Have your child turn off the electronics at least an hour before bed. Remember that sleep quality is a critical factor in health and shouldn't be overlooked – not just for kids, but for you too!

5. Get healthy foods (always have a list!)

When it comes to healthy lunch box ideas, junk food or overly processed foods just don't fit the equation. Make it easy for yourself by stocking up on healthy foods like fruits, vegetables, whole grain breads and cereals, as well as lean proteins like turkey and legumes. If you're a busy, working parent, take a few minutes on the weekend cutting fruits and vegetables and making things like tuna salad or hard-boiled eggs. Buy plenty of airtight containers for nutritious leftover food.
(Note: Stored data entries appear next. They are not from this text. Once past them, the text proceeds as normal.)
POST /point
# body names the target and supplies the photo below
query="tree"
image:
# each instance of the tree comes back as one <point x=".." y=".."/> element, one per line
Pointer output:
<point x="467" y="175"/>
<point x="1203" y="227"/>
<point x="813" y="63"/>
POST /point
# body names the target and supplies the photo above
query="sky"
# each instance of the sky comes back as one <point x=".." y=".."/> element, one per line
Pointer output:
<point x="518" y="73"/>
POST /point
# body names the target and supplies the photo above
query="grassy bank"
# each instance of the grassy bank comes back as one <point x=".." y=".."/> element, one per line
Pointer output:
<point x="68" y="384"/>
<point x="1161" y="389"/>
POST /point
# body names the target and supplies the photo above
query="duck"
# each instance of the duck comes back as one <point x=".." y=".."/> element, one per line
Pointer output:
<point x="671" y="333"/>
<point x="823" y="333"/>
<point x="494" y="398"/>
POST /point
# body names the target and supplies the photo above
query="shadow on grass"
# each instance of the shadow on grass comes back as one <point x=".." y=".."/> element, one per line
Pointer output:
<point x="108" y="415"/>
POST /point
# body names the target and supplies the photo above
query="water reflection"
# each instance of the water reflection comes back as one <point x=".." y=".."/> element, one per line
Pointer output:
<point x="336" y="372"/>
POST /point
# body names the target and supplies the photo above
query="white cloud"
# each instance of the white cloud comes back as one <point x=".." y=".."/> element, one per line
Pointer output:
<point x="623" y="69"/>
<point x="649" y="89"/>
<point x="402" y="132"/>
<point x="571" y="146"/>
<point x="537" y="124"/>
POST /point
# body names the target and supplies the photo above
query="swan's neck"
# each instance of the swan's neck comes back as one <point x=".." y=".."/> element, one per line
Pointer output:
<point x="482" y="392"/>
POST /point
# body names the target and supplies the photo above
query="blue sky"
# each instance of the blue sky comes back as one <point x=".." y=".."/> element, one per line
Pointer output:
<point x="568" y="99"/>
Try to make lists – a shopping list before you go to the grocery store, but also when you get home and put everything away, a weekly planner of what you eat for dinner and / or lunch every day – it saves money too! Your shopping lists include tomatoes, chickpeas, red kidney beans, lentils, frozen spinach, frozen peas, eggs, and canned coconut milk.

6. Coping with stress

Back to school can be stressful for children and parents alike, but too much stress can lead to a variety of health problems, including insomnia and a weak immune system. Help manage stress by talking to your kids about anything that is bothering them, and be careful not to overload anyone's schedule (including your own!).

Schoolwork and after-school activities are important, but it's also important to take time to relax, play, and spend time as a family. If your child is overtired, you should miss a workout here and there – sometimes rest is a priority. Make sure you have times in the journal when nothing is planned at all.

Try to create a relaxed environment at home – wondering if you walk around too much? If so, try to slow down as your children will tend to model your behavior. And invest in inexpensive items for the home that promote a sense of calm – aromatic oils and an oil burner, scented candles, Epsom salts for the bathroom, Radox … all those little things can really make all the difference.

There you have it, our 6 healthy tips for starting school to boost brain performance and lift your spirits. Whatever your circumstances, take one of the tips above and get started. If time permits, incorporate the remaining tips into your routine and in no time you will be up and running with all 6.